Archive for the Reanimated Corpses Category

Meals for Monsters Feeds THE LAUGHING DEAD (1989)

Posted in "So Bad They're Good" Movies, 1980s Horror, 2013, Bad Acting, Evil Spirits, Jenny Orosel Columns, Just Plain Bad, Meals for Monsters, Occult, Reanimated Corpses, Zombies with tags , , , , , , on March 13, 2013 by knifefighter

Movie Review and Recipes by Jenny Orosel

The Laughing Dead 1989 online

There are horror movie fans who can appreciate a good scare, a well-crafted look at the darkness of the human soul, perfectly paced suspense. This one is not for those fans. No, this time I present a Meals for Monsters for those of us who love garbage. Yes, you, with the TROLL 2 T-shirt, the well-worn VHS of WEASELS RIP MY FLESH, the ones who have every line of PLAN 9 FROM OUTER SPACE memorized. For those of you eagerly searching, hoping that there might be one movie left out there even worse than the ones you’ve seen before. Whatever the worst one is that you’ve seen, here is one to top them all: THE LAUGHING DEAD (1989).
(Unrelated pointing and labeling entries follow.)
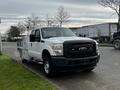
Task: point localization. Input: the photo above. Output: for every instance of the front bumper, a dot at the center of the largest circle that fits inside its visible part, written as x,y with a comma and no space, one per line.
75,63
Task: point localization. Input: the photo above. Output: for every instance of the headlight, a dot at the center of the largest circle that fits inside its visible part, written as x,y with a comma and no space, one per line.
58,49
97,47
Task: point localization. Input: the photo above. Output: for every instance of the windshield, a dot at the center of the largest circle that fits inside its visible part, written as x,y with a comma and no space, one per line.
56,32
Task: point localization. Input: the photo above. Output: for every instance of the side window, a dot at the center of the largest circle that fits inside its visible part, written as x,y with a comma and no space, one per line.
37,35
32,36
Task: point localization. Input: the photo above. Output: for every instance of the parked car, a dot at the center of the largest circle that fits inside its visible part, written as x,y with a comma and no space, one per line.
116,40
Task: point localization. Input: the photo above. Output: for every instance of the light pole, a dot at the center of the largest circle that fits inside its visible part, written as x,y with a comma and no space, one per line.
0,41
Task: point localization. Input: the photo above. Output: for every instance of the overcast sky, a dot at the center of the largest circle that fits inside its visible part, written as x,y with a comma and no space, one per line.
82,12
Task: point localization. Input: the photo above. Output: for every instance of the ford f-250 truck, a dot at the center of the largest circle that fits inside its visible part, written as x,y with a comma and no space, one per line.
59,49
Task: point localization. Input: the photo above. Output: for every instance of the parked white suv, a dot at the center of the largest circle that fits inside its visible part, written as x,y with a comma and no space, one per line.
59,49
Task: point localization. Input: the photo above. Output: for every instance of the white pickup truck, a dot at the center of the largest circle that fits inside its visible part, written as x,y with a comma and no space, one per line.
59,49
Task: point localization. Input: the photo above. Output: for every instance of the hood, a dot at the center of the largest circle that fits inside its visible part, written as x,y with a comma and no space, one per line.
63,39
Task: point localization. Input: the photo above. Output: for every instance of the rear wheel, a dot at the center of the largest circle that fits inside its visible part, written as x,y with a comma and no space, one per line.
89,70
48,67
116,44
24,61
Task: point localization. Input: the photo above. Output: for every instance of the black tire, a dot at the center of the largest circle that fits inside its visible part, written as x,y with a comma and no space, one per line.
48,68
116,44
89,69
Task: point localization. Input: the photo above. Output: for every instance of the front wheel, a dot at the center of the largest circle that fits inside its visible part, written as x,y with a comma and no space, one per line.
48,67
116,44
89,70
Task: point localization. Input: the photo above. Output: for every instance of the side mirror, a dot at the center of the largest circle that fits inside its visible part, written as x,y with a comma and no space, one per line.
32,38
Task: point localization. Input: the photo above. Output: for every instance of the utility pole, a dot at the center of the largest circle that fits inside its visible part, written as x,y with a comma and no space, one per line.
0,41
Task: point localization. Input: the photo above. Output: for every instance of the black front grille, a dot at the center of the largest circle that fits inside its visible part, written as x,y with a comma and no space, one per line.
79,49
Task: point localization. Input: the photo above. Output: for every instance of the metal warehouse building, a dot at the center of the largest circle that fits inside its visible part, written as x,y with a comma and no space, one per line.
103,31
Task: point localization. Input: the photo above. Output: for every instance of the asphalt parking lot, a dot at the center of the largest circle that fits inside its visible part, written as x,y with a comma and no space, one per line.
106,76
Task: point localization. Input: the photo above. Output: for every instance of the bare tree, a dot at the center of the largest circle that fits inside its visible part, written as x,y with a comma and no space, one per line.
114,5
22,28
49,20
62,16
32,21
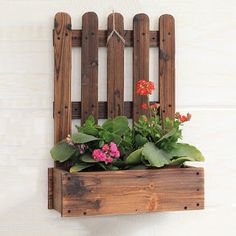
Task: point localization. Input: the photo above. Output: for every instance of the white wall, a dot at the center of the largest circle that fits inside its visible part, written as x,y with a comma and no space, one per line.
206,83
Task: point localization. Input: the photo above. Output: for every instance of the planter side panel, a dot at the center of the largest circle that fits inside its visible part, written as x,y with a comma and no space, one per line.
132,191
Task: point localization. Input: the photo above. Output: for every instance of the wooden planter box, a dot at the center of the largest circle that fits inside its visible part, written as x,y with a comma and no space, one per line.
126,192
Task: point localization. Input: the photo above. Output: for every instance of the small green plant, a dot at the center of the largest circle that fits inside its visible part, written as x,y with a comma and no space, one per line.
151,143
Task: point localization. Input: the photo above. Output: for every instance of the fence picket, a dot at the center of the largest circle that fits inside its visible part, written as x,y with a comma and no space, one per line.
167,66
62,76
140,60
115,67
89,66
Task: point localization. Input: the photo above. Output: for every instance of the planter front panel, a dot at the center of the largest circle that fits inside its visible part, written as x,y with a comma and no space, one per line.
130,191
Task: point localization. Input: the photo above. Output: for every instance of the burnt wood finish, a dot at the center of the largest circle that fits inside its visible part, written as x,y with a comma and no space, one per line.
50,188
102,110
62,76
115,67
102,38
89,66
116,192
130,191
140,61
167,66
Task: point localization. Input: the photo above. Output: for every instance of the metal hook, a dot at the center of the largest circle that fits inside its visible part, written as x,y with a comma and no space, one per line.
114,31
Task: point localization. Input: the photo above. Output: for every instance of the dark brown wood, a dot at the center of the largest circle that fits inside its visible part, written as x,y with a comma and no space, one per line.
62,76
102,108
140,61
102,38
50,188
115,67
130,191
167,66
89,66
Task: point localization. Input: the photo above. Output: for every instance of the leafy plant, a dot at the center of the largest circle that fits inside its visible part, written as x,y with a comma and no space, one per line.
151,143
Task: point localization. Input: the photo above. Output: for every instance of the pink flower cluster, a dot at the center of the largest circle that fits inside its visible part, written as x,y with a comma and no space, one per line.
107,153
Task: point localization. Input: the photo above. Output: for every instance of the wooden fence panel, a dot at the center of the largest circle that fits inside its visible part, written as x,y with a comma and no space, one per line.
140,60
62,76
115,66
167,66
89,66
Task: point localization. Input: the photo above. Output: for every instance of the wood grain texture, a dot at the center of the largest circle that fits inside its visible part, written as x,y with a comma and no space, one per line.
167,66
102,109
140,61
89,66
62,76
131,191
102,38
50,188
115,68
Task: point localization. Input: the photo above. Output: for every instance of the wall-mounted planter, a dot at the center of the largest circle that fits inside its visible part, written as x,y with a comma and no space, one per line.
116,192
126,192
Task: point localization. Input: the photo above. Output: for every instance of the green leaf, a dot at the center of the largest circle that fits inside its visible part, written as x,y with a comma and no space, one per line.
155,156
108,125
167,135
134,158
83,138
90,121
62,151
186,150
180,160
87,158
90,130
120,124
79,167
140,140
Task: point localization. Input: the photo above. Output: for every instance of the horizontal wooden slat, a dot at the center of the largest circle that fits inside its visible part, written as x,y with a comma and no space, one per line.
131,191
102,109
102,38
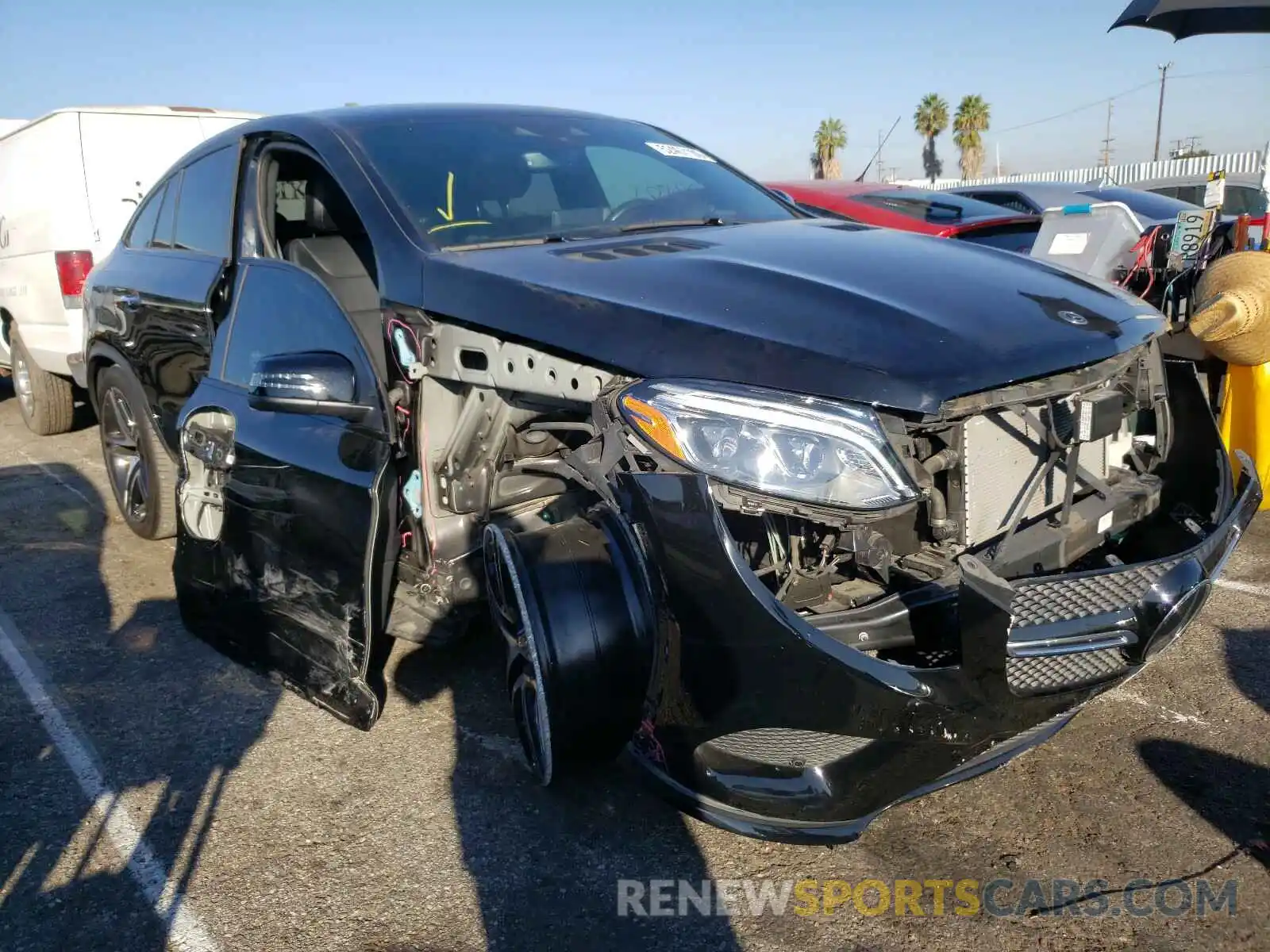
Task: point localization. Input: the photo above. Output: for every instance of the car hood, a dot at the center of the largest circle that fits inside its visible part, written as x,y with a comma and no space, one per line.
872,315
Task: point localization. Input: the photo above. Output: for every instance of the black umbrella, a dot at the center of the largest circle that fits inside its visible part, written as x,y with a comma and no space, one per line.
1189,18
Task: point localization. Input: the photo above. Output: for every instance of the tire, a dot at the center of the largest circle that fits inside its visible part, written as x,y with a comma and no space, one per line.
46,401
141,474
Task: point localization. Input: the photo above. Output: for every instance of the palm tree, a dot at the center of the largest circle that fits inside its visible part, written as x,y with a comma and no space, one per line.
829,137
930,120
972,118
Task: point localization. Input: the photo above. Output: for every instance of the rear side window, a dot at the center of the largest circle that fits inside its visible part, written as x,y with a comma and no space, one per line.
167,215
205,216
144,225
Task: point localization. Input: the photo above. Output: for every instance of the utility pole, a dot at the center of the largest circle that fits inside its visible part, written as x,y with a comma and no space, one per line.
1160,114
1106,143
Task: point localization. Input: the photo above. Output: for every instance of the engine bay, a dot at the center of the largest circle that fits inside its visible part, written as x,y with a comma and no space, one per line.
1037,478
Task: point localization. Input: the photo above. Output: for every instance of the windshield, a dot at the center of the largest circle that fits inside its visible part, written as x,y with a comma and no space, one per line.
929,206
479,179
1146,205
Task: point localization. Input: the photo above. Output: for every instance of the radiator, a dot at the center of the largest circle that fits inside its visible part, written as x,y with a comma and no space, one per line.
1001,451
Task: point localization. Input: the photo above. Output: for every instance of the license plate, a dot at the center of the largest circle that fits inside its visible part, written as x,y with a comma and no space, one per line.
1187,236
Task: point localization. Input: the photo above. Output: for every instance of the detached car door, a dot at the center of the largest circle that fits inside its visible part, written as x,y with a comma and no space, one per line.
285,494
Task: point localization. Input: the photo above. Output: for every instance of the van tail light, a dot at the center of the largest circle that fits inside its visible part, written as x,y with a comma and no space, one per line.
73,268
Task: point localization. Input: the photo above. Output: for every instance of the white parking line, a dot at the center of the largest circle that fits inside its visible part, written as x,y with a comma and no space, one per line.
184,930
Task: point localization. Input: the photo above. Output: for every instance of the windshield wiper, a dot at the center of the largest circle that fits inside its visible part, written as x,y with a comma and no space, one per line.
510,243
673,224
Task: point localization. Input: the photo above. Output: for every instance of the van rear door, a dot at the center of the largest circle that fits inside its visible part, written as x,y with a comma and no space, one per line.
125,154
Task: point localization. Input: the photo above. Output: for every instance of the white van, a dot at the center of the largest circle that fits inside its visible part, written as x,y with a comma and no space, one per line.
69,183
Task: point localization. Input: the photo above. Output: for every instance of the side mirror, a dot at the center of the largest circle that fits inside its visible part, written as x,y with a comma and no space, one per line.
313,382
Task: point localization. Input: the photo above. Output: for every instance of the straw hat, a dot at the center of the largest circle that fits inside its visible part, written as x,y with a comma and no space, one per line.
1232,309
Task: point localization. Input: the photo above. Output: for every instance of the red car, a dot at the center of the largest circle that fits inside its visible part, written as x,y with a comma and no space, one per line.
921,209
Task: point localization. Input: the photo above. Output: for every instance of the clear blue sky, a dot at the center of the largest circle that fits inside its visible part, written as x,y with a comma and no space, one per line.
747,79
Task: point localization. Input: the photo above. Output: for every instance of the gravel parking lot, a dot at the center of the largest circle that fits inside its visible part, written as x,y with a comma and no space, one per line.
152,793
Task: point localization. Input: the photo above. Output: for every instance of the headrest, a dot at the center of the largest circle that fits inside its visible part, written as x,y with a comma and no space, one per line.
327,209
493,177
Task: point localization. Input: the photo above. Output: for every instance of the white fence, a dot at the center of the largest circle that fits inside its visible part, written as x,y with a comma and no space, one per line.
1233,164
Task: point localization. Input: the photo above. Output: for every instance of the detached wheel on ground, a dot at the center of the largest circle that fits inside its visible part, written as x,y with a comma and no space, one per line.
143,476
46,401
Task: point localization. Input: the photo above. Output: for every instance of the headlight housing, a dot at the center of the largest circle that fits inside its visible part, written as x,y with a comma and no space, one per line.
783,444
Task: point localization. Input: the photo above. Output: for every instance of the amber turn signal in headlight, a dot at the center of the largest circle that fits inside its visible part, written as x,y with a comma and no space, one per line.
795,447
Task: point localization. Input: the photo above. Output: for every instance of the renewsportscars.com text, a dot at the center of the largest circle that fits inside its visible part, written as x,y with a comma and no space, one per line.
926,898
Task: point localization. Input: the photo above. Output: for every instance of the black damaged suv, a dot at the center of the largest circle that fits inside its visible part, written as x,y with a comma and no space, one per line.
803,516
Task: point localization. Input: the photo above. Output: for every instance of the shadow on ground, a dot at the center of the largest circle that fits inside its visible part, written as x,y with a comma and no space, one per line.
169,720
546,862
1230,793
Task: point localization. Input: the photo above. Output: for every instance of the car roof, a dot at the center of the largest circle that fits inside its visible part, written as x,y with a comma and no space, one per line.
352,117
1043,192
833,187
1238,178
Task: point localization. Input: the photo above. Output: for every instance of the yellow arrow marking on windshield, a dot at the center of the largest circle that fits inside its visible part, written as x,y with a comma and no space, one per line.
450,200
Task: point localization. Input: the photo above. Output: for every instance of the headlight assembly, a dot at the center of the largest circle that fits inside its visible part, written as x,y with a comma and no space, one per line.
795,447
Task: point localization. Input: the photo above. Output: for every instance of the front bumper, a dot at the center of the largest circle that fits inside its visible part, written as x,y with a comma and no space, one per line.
762,724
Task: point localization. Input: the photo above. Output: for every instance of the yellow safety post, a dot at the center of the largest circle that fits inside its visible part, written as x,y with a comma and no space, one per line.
1232,317
1246,418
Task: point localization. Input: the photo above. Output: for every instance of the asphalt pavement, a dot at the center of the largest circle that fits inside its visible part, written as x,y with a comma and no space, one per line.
152,793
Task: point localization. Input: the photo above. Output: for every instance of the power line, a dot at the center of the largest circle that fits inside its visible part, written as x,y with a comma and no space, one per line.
1124,93
1160,114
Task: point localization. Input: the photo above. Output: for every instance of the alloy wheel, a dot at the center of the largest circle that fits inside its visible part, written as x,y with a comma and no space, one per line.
514,622
125,460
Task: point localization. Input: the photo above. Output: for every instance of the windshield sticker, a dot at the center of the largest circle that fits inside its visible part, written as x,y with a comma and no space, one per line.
679,152
1070,244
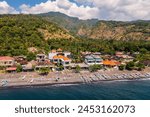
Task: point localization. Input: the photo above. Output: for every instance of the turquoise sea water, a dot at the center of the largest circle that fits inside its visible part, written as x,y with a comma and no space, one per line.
117,90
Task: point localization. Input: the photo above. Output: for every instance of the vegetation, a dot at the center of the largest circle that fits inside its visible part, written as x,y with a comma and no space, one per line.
77,69
122,67
19,33
94,68
19,68
130,66
44,71
95,29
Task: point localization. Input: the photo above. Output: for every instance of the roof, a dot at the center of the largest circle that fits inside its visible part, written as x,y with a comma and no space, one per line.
11,69
120,53
59,50
61,57
53,51
6,58
46,62
111,63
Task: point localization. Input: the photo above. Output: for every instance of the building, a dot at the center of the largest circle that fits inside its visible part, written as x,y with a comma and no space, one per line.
93,59
111,63
119,54
7,61
40,57
11,69
58,52
63,60
22,60
44,64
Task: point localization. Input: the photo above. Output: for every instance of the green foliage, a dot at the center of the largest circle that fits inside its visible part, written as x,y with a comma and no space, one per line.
77,69
130,66
19,68
94,68
121,67
44,71
31,56
20,32
140,66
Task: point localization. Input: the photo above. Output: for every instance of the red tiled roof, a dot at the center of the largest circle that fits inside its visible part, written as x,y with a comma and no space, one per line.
111,62
11,69
5,58
61,57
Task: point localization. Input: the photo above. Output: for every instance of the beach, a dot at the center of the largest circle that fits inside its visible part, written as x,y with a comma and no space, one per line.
68,77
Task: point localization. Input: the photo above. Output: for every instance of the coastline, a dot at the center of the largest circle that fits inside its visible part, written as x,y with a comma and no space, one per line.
18,80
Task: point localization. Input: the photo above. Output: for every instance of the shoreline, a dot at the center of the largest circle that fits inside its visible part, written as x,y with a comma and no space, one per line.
18,80
71,83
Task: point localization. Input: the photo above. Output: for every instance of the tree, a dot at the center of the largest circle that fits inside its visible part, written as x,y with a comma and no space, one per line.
94,68
121,67
44,71
130,65
19,68
77,69
31,56
140,66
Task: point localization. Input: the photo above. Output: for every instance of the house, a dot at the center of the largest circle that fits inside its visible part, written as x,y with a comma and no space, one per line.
63,60
40,57
11,69
21,60
146,63
111,63
7,61
119,54
58,52
93,59
44,64
29,66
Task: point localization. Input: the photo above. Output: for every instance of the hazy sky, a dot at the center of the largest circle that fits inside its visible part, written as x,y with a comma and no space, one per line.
84,9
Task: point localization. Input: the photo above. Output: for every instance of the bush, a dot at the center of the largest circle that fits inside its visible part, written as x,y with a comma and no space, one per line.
44,71
94,68
140,66
19,68
130,66
77,69
121,67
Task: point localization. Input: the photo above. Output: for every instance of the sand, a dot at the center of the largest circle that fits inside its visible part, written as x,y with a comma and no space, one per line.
65,77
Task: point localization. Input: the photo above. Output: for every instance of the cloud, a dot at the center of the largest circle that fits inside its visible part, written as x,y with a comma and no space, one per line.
6,9
87,9
120,9
64,6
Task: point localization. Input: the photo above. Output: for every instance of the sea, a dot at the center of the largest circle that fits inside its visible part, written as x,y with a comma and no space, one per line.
108,90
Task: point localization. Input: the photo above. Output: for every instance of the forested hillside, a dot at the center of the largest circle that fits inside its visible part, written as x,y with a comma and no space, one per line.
20,34
94,29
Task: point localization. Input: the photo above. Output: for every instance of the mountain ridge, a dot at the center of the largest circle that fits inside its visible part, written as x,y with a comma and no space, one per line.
101,29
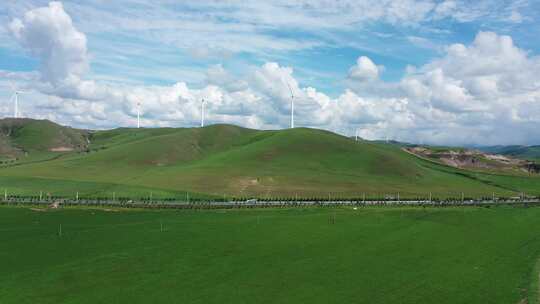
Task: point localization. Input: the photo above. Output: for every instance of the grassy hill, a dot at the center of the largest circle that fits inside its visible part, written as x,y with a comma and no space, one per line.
228,160
25,140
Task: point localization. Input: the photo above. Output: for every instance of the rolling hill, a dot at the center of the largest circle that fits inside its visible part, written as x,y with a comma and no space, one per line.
27,140
226,160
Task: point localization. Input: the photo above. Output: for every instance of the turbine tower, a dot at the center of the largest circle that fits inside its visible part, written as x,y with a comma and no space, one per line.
202,112
138,115
292,106
15,96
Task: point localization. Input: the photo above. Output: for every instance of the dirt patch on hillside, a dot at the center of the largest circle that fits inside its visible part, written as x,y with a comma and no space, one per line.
61,149
473,159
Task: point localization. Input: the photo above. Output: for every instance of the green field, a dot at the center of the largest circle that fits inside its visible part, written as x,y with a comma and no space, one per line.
371,255
226,160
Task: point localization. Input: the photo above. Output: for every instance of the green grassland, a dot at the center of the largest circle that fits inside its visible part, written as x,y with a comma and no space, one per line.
311,255
225,160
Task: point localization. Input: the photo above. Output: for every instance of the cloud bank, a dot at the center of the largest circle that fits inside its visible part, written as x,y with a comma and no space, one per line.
486,92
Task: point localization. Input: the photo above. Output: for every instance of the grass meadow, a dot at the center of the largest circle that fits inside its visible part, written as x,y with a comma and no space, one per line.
303,255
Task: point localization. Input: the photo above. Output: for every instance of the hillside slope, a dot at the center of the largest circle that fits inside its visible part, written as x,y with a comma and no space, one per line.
20,138
228,160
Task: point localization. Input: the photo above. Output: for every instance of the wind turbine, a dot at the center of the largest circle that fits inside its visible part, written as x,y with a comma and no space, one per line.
292,106
138,115
15,96
202,112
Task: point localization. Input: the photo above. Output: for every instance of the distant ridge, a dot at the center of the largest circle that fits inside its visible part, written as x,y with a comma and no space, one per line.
227,160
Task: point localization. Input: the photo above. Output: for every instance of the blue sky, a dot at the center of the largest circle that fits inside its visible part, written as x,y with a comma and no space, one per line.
132,44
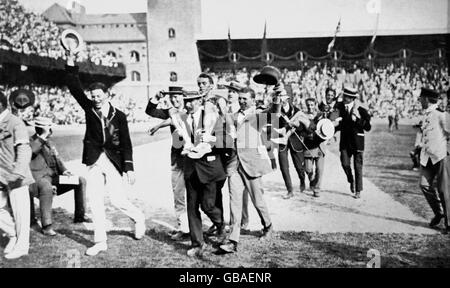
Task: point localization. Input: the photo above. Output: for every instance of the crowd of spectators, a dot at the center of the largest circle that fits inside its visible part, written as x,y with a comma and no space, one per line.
381,89
30,33
58,104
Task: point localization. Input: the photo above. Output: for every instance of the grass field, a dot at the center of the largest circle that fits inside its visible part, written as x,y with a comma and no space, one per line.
387,164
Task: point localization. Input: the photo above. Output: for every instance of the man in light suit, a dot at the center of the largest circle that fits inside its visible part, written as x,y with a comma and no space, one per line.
176,159
15,176
202,175
251,163
107,153
355,120
434,156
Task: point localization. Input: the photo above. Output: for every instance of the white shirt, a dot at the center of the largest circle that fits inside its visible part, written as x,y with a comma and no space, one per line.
348,107
242,114
194,117
4,114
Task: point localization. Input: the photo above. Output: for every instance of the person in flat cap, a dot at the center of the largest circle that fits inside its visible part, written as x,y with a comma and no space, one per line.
202,173
290,145
354,121
434,157
46,167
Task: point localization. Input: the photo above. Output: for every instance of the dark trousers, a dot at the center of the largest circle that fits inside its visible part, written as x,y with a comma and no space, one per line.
436,199
43,189
201,195
357,164
298,159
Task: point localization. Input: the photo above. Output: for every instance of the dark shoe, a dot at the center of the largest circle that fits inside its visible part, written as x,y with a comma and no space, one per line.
302,187
267,233
83,219
221,234
229,247
211,230
197,251
288,196
34,223
48,231
352,187
178,236
436,220
316,192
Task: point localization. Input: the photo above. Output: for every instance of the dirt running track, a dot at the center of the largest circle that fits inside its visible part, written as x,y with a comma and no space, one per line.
335,211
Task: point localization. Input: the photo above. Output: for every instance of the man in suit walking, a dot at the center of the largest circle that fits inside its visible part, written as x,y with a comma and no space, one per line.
293,146
46,167
15,176
434,156
108,153
251,162
176,159
355,120
202,173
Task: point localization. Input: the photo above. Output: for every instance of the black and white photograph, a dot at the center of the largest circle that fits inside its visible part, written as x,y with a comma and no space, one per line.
224,134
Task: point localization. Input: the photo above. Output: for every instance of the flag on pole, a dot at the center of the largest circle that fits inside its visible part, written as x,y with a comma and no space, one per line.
229,40
338,29
374,7
264,42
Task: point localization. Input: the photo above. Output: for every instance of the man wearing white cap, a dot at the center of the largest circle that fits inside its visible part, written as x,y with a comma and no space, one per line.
108,154
46,167
15,176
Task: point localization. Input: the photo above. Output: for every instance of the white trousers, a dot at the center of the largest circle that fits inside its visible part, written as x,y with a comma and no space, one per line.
103,177
17,224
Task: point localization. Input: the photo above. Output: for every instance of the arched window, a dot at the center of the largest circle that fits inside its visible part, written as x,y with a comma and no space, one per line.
173,56
173,77
171,33
135,76
111,53
134,56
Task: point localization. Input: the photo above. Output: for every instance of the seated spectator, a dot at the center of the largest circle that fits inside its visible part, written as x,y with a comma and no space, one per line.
46,167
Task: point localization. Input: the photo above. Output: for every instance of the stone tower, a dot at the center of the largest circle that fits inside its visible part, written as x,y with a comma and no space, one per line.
172,26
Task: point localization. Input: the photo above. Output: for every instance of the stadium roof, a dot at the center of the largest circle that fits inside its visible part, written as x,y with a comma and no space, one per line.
319,18
128,18
58,14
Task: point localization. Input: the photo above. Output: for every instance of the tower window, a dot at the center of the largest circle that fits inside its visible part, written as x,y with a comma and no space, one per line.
173,56
134,56
173,77
135,76
171,33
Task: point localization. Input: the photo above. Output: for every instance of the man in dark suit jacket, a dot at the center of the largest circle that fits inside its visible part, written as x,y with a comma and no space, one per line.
293,146
177,160
355,120
108,153
201,176
46,167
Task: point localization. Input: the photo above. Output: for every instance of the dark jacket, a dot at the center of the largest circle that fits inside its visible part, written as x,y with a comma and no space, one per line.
45,161
114,139
209,168
293,140
352,132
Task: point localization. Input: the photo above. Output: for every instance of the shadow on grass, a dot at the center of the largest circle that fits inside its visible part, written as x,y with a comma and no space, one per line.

A priest leads a group to explore some Aztec ruins. The cast of characters include some obnoxious New Agers, an obnoxious runaway, a couple of obnoxious frat-boy-style tourists, and an obnoxious former nun kicked out when she gave birth to a now-obnoxious teenager. Oh, and that teenager is the secret love-child of said priest in question. Luckily, the former nun kept the parentage quiet so, while she was defrocked and defamed, he happily got to keep his post (something which embittered her to no end). Did I mention the priest was no prize either? They get to the ruins and come to find that an evil doctor is trying to bring the evil Death God to life, and in the process, raises a bunch of the dead. Cue battle for the fate of humanity.

How painful is this to watch? Let me count the ways: poor performances, poor dialogue, poor pacing. Not a single character is remotely likeable, so there’s no one to root for. And by the time they’re killed off, you’ve got such a ‘blah’ feeling about the movie as a whole, it’s hard to bring yourself to cheer. What makes it even more painful is that the director should have known how to make a halfway decent fright flick. THE LAUGHING DEAD was directed by horror writer and one-time Horror Writers Association president S.P. Somtow. So it’s not like this was directed by a sixteen year old who’d never crafted a story before. And the majority of actors aren’t professional…actors, that is. They’re writers, which makes for some interesting trivia (Tim Powers, Bruce Barlow, Gregory Frost, Wendy Webb, Ed Bryant and Forrest J. Ackerman all show their faces), but let’s face it: unless you’ve seen them around or at conventions, you’ll have no idea who’s who, especially the ones in zombie attire. Playing “spot the writer” isn’t as much fun when you wouldn’t recognize them in front of you.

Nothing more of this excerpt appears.